Friday, November 12, 2010

Southern Pride.

Little Rock Arkansas


I have a Floridian friend here whose ideas about the South (and those silly southerners) are always cracking me up. The following conversation took place with this friend while discussing how deceivingly small London is:  
 
So what's Little Rock's like? Is it all, like, suburbs?

I don’t know how to describe it. It's a city, and it's the capital, but it's not huge... it has a small town feel. But I mean, it's not tiny either, there’s always a lot going on there. It's like, a small city, I guess.
 (Very nice, Stephanie. Riveting description of the nature of Little Rock. Why can't I ever think of anything better than this when I try to describe my hometown?)     

Like Tallahassee?

Uh, maybe, I'm not sure, it's been awhile since I've been there.
 
(As if I remember from when I was 8 passing through on the way to Disney World.) 
How about this: it's not as big as Nashville but parts of it have the same feel, does that help? 

No, it doesn't, I've never been to Nashville.

Memphis? Jackson, Mississippi? Baton Rouge, or anywhere at all in Louisiana?

No, I’ve been all over the country but I’ve never made it to the South. No offense but we kind of try to avoid that area, LOL!

Don’t worry, none taken. We feel the same way about most of Florida.

*ZING!*

She admits that she has been to Atlanta and was baffled because it's a big city, and yet people still had southern accents and drank sweet tea.  That's what made me realize where her odd notions about the south come from: she
 hears "southern," she thinks "country”.  She associates the entirety of the south with a backwards, small town, Bible-beater, sittin’ on the front porch, Huckleberry Finn kind of existence.  I'm aware that Little Rock is far from cosmopolitan, and while her notions of the south are in some cases terribly inaccurate, in others they are dead-on.  But it's an incomplete picture if we're talking about where I come from.
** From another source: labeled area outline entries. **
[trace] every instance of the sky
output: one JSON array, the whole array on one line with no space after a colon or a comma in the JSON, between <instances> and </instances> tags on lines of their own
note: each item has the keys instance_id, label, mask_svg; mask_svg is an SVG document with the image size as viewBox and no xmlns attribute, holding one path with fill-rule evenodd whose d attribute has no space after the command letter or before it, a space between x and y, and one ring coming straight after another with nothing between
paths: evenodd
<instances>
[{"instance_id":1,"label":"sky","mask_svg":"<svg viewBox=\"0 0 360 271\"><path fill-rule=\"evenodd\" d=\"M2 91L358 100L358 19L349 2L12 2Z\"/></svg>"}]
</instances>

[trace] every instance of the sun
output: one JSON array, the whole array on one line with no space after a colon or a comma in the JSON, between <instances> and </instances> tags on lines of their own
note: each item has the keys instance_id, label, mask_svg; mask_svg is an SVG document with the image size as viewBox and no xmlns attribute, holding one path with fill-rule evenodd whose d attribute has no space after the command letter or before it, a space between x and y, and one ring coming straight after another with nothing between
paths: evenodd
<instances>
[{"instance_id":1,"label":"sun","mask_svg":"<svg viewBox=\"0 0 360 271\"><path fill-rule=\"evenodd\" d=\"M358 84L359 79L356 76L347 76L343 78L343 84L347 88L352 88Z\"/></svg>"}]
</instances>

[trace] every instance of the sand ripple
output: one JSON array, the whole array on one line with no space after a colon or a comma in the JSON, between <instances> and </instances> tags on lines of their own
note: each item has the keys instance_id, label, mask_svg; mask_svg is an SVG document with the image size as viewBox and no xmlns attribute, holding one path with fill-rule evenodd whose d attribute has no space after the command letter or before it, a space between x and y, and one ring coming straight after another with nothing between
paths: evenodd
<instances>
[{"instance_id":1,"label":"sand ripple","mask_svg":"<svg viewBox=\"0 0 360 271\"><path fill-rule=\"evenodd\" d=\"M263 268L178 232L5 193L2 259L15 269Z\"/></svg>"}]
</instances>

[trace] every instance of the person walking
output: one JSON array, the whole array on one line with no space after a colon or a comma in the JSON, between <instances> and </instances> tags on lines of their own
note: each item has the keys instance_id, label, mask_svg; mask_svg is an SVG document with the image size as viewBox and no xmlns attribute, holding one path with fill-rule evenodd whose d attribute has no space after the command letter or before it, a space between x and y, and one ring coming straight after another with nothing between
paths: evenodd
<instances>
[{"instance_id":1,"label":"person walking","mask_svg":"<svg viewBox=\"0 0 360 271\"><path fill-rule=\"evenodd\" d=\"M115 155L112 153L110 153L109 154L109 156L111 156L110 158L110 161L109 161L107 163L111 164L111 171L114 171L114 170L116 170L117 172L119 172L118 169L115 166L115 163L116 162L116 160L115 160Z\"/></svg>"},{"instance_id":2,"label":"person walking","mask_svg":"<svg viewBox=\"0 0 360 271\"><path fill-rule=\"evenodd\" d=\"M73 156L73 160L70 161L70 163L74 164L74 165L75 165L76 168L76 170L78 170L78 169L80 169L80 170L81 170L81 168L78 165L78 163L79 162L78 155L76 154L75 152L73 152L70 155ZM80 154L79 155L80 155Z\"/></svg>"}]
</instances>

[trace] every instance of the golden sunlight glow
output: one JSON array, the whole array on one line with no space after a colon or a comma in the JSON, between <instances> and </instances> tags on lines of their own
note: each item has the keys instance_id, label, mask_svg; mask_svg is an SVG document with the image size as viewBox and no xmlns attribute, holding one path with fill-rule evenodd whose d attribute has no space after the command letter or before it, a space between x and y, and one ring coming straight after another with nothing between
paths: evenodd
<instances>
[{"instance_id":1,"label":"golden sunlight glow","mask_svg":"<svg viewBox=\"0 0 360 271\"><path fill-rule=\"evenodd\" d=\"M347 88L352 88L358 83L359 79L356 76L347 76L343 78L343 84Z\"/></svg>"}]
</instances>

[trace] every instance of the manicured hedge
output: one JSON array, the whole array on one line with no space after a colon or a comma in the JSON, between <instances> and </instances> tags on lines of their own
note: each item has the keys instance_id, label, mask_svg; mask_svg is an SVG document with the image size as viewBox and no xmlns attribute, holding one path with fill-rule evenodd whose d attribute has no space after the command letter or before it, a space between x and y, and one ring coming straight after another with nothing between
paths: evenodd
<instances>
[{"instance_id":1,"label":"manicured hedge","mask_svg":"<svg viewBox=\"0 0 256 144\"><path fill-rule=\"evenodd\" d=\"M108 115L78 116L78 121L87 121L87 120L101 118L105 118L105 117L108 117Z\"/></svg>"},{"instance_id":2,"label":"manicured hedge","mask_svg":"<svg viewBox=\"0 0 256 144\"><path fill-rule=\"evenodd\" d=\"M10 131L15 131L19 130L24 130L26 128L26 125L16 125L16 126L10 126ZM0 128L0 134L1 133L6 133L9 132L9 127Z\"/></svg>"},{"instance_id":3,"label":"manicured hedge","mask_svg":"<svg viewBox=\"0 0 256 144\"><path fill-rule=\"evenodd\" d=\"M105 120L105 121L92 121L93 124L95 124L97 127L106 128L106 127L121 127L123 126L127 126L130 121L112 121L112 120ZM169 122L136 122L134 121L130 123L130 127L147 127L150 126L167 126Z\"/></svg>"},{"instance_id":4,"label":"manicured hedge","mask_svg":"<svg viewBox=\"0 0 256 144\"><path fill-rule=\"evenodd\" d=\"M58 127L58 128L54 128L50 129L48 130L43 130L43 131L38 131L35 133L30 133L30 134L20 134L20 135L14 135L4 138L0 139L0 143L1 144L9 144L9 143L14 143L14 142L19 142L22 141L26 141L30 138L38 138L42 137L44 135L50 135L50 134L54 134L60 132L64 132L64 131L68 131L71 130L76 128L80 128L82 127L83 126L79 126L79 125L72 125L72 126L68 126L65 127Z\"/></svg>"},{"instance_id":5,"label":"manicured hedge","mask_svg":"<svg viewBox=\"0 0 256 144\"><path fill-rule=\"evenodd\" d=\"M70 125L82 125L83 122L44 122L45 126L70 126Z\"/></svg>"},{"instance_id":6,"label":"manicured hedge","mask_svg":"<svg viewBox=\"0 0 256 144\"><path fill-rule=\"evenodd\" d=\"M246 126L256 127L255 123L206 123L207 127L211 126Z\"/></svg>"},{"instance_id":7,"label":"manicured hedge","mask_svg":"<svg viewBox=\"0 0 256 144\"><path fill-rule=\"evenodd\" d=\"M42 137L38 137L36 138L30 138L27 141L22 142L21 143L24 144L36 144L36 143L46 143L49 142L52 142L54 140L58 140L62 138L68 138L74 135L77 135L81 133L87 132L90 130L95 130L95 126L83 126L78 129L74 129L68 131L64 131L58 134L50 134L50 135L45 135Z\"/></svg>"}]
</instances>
I’m very proud of my hometown. I’m proud to be an Arkansan. I’m proud to be a southerner. This is why I plan on moving back. My Southern Literature professor said that to really understand the south, you have to leave The South.  I took this suggestion a bit further and figured that if I wanted to understand the United States, maybe I should leave the United States. I'm not sure if I've come any closer to understanding either, but if nothing else, it’s been entertaining to learn about the misconceptions of both from the eyes of the rest of the world.